7 thoughts on “Monox Compact-S CO Sensor Cell

  1. How can I get this type of sensor cells

    1. Hi IA,

      I have no idea, these sensors are probably way out of production by now. There are other more modern CO sensors though available from all over the place.

  2. Good job on the tear-down. Nicely explained.

    When we heard that they will be discontinued we bought everything we could get our hands on.
    None of our competitors have them and quote to replace the entire gas monitor when only the sensors needs to be replaced!
    I have 100’s of these although im weary of their shelf-life.
    We sell alot of them still and almost never have reliability issues.

    1. Hi,

      I would definitely be weary of using old electrochemical sensors! I’m not entirely sure of the aging mechanism of this type of sensor, but there’s an article here which explains a few useful things:

      I would suspect that sensors as old as these will probably be out of calibration by this point. I would definitely be interested in seeing their reaction to CO after all these years, weighed against their stated response curve in the datasheet.


    2. Hi global gas detection,
      we need some sensors for our CO detectors. Can you give your contact details?

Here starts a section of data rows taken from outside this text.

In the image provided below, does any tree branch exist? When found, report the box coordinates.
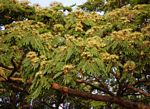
[75,79,114,96]
[51,83,149,109]
[93,75,111,93]
[0,63,13,70]
[127,85,150,97]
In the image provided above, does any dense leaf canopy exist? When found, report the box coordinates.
[0,0,150,109]
[79,0,150,12]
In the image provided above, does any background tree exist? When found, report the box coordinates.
[0,0,150,109]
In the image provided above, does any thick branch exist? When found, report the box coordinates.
[51,83,149,109]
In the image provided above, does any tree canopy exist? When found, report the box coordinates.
[79,0,150,12]
[0,0,150,109]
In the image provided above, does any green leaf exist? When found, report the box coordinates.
[91,101,106,108]
[51,37,65,47]
[77,59,87,70]
[83,20,95,26]
[65,46,74,62]
[64,74,72,85]
[94,58,106,74]
[53,72,63,79]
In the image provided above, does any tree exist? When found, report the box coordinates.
[0,0,150,109]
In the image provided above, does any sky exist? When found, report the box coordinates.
[29,0,87,7]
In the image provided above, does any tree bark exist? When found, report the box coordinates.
[51,83,150,109]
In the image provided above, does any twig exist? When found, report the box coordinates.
[75,79,114,96]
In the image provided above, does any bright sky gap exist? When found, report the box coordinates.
[29,0,87,7]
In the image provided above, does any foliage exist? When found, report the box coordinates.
[79,0,150,12]
[0,0,150,109]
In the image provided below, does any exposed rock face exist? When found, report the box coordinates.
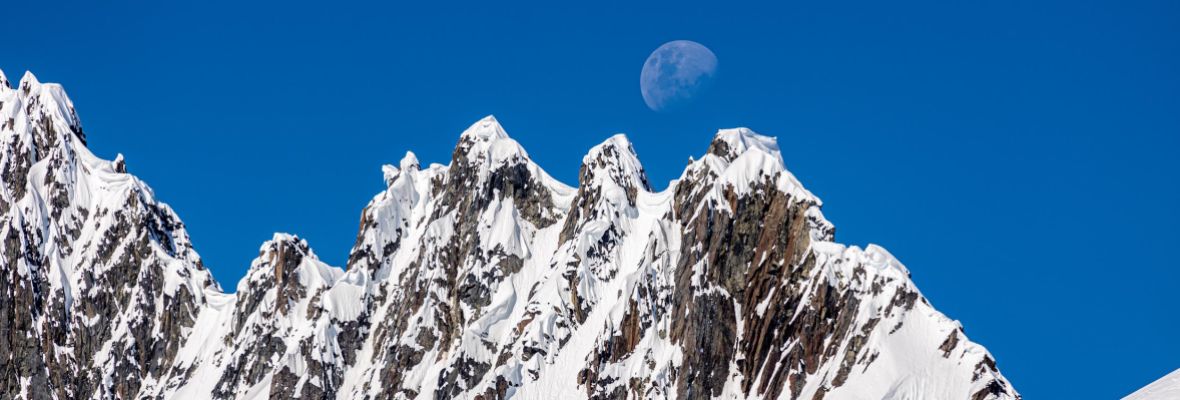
[0,72,1019,399]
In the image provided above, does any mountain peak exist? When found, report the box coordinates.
[591,133,633,155]
[382,151,423,186]
[0,69,9,90]
[262,232,313,256]
[677,126,820,208]
[460,114,509,141]
[450,115,534,177]
[708,127,785,166]
[399,150,420,171]
[252,233,315,279]
[581,133,650,192]
[241,233,343,303]
[18,70,39,90]
[3,71,85,147]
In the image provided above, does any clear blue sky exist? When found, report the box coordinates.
[4,1,1178,398]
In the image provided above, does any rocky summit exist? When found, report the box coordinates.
[0,72,1019,400]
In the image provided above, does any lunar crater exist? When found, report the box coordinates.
[640,40,718,112]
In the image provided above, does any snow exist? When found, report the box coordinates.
[677,127,821,214]
[399,150,420,170]
[460,115,527,168]
[584,133,648,188]
[714,127,785,166]
[1125,368,1180,400]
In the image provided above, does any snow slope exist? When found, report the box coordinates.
[1125,368,1180,400]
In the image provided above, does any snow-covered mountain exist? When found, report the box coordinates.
[0,72,1020,400]
[0,71,217,399]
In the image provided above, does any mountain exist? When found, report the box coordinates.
[1125,369,1180,400]
[0,72,1020,400]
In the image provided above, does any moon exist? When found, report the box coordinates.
[640,40,718,112]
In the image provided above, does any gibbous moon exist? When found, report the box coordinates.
[640,40,718,112]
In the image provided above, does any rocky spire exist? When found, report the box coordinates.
[234,233,341,318]
[580,133,651,195]
[451,115,527,168]
[559,133,650,245]
[208,233,344,398]
[18,70,39,89]
[437,115,563,228]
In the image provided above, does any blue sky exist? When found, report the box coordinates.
[4,0,1178,397]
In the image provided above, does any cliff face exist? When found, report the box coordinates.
[0,72,1018,400]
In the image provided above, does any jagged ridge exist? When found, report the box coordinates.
[0,73,1019,400]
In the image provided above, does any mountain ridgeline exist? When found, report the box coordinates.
[0,72,1019,400]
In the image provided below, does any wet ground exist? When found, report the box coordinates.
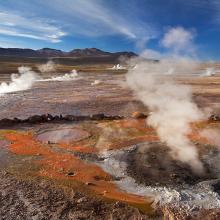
[0,72,147,119]
[0,117,220,219]
[1,70,220,219]
[1,71,220,120]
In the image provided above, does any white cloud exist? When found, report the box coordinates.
[0,11,66,43]
[139,26,198,60]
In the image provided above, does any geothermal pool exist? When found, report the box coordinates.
[1,116,220,217]
[37,128,91,144]
[1,71,220,218]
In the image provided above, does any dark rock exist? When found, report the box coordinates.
[63,115,76,121]
[13,117,21,123]
[75,115,90,121]
[66,171,76,177]
[90,114,105,120]
[85,182,95,186]
[47,114,54,120]
[209,114,220,121]
[28,115,44,123]
[0,113,125,127]
[53,115,60,120]
[131,111,147,119]
[212,181,220,196]
[41,114,49,122]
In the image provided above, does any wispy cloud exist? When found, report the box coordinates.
[211,0,220,24]
[0,11,66,43]
[45,0,157,40]
[179,0,220,23]
[0,0,158,46]
[0,39,21,48]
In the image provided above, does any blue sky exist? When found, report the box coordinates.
[1,0,220,60]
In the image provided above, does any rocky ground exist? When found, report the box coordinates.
[0,72,147,119]
[1,69,220,219]
[1,71,220,120]
[0,171,153,220]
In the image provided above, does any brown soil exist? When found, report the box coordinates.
[0,171,156,220]
[2,130,153,209]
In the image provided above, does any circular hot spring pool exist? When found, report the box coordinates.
[36,128,91,144]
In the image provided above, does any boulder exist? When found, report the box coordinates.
[28,115,44,123]
[90,114,105,120]
[131,111,147,119]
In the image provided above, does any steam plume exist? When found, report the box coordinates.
[126,59,206,174]
[38,60,56,73]
[200,129,220,147]
[0,66,38,94]
[202,67,216,77]
[38,69,78,82]
[91,80,101,86]
[109,64,127,70]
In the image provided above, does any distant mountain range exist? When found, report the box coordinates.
[0,47,137,58]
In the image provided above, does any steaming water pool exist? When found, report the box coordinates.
[37,128,90,144]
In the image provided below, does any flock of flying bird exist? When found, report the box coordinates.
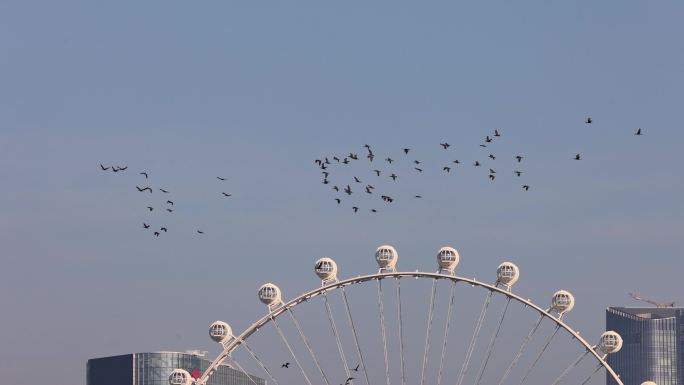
[314,119,644,214]
[99,164,232,237]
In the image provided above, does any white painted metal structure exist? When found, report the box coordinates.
[171,245,625,385]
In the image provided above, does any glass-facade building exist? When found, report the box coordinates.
[606,307,684,385]
[87,351,265,385]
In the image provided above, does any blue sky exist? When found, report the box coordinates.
[0,1,682,385]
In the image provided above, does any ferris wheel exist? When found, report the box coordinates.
[169,245,628,385]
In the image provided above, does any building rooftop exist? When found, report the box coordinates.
[608,306,684,320]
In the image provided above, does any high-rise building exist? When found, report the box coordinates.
[87,351,265,385]
[606,307,684,385]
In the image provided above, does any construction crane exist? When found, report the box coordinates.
[628,292,676,308]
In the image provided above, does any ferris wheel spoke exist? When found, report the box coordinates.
[228,356,263,385]
[496,314,544,385]
[377,278,391,385]
[578,364,603,385]
[455,290,494,385]
[396,278,407,385]
[323,292,352,378]
[288,308,332,385]
[436,281,457,385]
[341,287,372,385]
[550,350,592,385]
[271,316,314,385]
[239,340,280,385]
[474,297,512,385]
[420,278,438,385]
[518,324,561,385]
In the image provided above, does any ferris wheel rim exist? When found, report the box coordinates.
[197,271,624,385]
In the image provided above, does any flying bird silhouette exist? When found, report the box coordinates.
[489,174,495,181]
[522,185,530,191]
[352,206,359,213]
[147,206,153,211]
[452,160,460,164]
[480,144,487,148]
[197,230,204,234]
[100,164,110,171]
[373,170,381,176]
[414,195,422,198]
[217,177,227,181]
[390,174,398,181]
[585,117,592,124]
[332,186,339,192]
[140,172,148,179]
[154,231,160,237]
[514,171,522,177]
[143,223,150,229]
[574,154,581,160]
[489,168,496,174]
[635,128,642,135]
[494,129,501,137]
[352,364,360,372]
[443,166,451,173]
[370,209,377,213]
[160,189,169,193]
[385,157,394,164]
[344,185,352,195]
[160,227,168,232]
[166,200,174,205]
[136,186,152,193]
[335,198,341,204]
[354,176,361,183]
[281,363,290,369]
[440,142,450,149]
[403,148,410,154]
[474,161,480,167]
[166,208,173,212]
[488,154,496,160]
[222,192,232,197]
[414,167,423,173]
[516,155,523,163]
[485,136,493,143]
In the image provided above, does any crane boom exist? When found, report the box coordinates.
[628,292,676,308]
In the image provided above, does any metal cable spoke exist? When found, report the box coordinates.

      1. you can reach me at

  3. The technology for these cells was developed at the former EMI Central Research Laboratories, the labs that invented stereo sound and the CT scanner. One of the big breakthroughs was when a colleague realised that carbon-loaded thermoplastic could make an acid resistant electrical connection through the plastic body, instead of the platinum wire used for previous sensors. That was one of several inventions that made it manufacturable at the right price point. The process for screen printing platinised carbon black on micro-porous PTFE and making it adhere was another key step.